Solana enforces a maximum CPI depth of 4. If programs form a cycle (A calls B, B calls A), or a program calls itself, the runtime will abort with a depth limit exceeded error. Even without reaching the limit, deep CPI chains consume significant compute units and can be exploited for denial of service. An attacker who can trigger a CPI cycle can cause transactions to fail, potentially locking funds in contracts that depend on successful execution.

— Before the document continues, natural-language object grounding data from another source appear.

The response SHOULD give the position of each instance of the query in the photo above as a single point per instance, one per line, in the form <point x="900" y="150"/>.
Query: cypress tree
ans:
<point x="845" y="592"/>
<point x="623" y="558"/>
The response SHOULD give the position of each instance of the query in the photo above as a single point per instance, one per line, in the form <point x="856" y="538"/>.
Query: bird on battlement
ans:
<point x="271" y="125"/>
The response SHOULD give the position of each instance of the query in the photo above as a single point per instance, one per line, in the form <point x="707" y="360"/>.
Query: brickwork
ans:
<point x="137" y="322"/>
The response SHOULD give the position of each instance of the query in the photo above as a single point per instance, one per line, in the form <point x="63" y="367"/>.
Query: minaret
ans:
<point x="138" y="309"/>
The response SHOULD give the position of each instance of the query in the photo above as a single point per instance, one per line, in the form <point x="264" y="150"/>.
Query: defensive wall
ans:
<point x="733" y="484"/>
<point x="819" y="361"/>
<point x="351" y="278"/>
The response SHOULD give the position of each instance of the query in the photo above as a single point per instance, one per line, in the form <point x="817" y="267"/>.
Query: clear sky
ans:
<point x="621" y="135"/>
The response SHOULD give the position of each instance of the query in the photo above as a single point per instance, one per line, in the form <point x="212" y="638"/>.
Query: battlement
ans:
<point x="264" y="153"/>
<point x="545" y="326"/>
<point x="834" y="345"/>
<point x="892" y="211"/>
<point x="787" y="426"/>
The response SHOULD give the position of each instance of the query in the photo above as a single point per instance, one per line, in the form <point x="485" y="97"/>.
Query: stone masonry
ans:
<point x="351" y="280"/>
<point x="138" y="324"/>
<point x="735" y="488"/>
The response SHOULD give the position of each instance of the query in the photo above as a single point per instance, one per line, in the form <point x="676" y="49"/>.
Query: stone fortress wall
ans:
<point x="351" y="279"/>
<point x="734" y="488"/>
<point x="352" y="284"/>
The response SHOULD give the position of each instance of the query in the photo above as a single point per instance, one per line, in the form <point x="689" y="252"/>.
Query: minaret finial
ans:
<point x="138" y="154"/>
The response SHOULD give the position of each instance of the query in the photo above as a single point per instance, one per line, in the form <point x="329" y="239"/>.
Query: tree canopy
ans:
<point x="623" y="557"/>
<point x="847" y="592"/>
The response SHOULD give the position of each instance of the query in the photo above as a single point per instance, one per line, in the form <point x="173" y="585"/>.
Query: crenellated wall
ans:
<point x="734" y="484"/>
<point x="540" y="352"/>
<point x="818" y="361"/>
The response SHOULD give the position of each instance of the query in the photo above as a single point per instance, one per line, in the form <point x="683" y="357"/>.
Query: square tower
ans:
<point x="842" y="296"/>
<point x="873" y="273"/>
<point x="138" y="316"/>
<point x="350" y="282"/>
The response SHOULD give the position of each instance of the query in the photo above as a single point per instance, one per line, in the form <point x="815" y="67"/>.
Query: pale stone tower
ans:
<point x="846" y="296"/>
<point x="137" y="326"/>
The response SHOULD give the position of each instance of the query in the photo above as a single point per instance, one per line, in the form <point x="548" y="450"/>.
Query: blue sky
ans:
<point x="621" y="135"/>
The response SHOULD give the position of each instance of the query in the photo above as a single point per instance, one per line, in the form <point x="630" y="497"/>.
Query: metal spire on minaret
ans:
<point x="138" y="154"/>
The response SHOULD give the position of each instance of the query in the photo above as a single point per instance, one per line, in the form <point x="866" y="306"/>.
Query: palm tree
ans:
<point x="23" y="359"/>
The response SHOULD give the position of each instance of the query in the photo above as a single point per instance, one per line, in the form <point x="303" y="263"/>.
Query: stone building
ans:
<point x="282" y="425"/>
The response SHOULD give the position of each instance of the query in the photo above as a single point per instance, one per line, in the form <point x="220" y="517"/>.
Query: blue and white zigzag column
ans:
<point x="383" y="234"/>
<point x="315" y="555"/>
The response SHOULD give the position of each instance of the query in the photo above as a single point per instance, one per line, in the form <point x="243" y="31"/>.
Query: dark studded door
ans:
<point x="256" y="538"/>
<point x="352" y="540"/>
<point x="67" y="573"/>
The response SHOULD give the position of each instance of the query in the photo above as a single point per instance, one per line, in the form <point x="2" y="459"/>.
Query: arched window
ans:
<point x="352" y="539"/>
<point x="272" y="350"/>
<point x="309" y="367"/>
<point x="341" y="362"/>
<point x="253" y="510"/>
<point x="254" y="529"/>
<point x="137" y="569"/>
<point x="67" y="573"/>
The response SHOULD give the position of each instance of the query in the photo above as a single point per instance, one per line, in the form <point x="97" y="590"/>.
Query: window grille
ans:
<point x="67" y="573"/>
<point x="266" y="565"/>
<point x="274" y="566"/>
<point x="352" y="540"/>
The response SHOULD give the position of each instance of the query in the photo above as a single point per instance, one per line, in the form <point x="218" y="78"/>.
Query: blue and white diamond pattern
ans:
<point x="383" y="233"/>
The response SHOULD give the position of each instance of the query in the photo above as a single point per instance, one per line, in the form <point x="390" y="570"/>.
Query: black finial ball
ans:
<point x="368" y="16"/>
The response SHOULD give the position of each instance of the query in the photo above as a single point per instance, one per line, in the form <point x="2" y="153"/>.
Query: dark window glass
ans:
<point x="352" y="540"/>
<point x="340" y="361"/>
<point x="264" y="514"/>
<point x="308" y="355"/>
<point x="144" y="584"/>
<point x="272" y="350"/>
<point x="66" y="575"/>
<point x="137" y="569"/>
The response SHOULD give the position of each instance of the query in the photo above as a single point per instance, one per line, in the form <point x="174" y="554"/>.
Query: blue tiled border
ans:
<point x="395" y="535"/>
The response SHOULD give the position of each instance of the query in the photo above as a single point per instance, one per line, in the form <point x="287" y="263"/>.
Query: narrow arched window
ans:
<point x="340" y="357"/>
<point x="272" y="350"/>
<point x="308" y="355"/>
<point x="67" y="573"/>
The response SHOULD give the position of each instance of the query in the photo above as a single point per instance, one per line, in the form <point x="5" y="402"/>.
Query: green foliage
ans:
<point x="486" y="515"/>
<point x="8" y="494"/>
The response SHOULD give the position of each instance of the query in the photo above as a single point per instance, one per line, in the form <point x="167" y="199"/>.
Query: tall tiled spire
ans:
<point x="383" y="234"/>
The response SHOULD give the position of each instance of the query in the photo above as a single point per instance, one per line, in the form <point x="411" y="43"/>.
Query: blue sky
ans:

CWE mapping: CWE-674 (Uncontrolled Recursion).

How to Resolve

Native Solana

pub fn process(accounts: &[AccountInfo], program_id: &Pubkey) -> ProgramResult {
    let target_program = &accounts[3];

    // Prevent self-invocation
    if target_program.key == program_id {
        return Err(ProgramError::InvalidArgument);
    }

    invoke(&ix, accounts)?;
    Ok(())
}

Anchor

pub fn process(ctx: Context<Process>) -> Result<()> {
    // Validate target is not self
    require!(
        ctx.accounts.target_program.key() != crate::ID,
        ErrorCode::SelfInvocation
    );
    // CPI proceeds safely
    Ok(())
}

Examples

Vulnerable Code

pub fn proxy_call(accounts: &[AccountInfo], data: &[u8]) -> ProgramResult {
    let target = &accounts[2]; // Could be this program!
    let ix = Instruction { program_id: *target.key, accounts: /* ... */, data: data.to_vec() };
    invoke(&ix, accounts)?; // If target == self, infinite recursion
    Ok(())
}

Fixed Code

pub fn proxy_call(accounts: &[AccountInfo], program_id: &Pubkey, data: &[u8]) -> ProgramResult {
    let target = &accounts[2];
    if target.key == program_id {
        return Err(ProgramError::InvalidArgument);
    }
    let ix = Instruction { program_id: *target.key, accounts: /* ... */, data: data.to_vec() };
    invoke(&ix, accounts)?;
    Ok(())
}

Sample Sigvex Output

{
  "detector_id": "cpi-cycle",
  "severity": "high",
  "confidence": 0.78,
  "description": "Function 'proxy_call' makes a CPI call that could target itself, creating a direct recursion loop.",
  "location": { "function": "proxy_call", "block": 0, "stmt": 1 }
}

Detection Methodology

  1. CPI graph construction: Builds a graph of CPI targets within each function, tracking program variable IDs.
  2. Self-call detection: Flags CPI calls in functions whose names suggest CPI operations (containing “cpi” or “invoke”) with unvalidated targets.
  3. Depth analysis: Counts CPI calls per function; functions with 4 or more CPIs are flagged for exceeding the safe depth.
  4. Parameter analysis: CPI targets from function parameters (external input) without visible validation are flagged as potential cycle participants.

Limitations

  • The detector operates within a single function and cannot trace CPI cycles across multiple programs.
  • Functions with validated CPI targets that happen to match naming heuristics may produce false positives.
  • The depth analysis counts CPIs within a function, not actual runtime call depth across programs.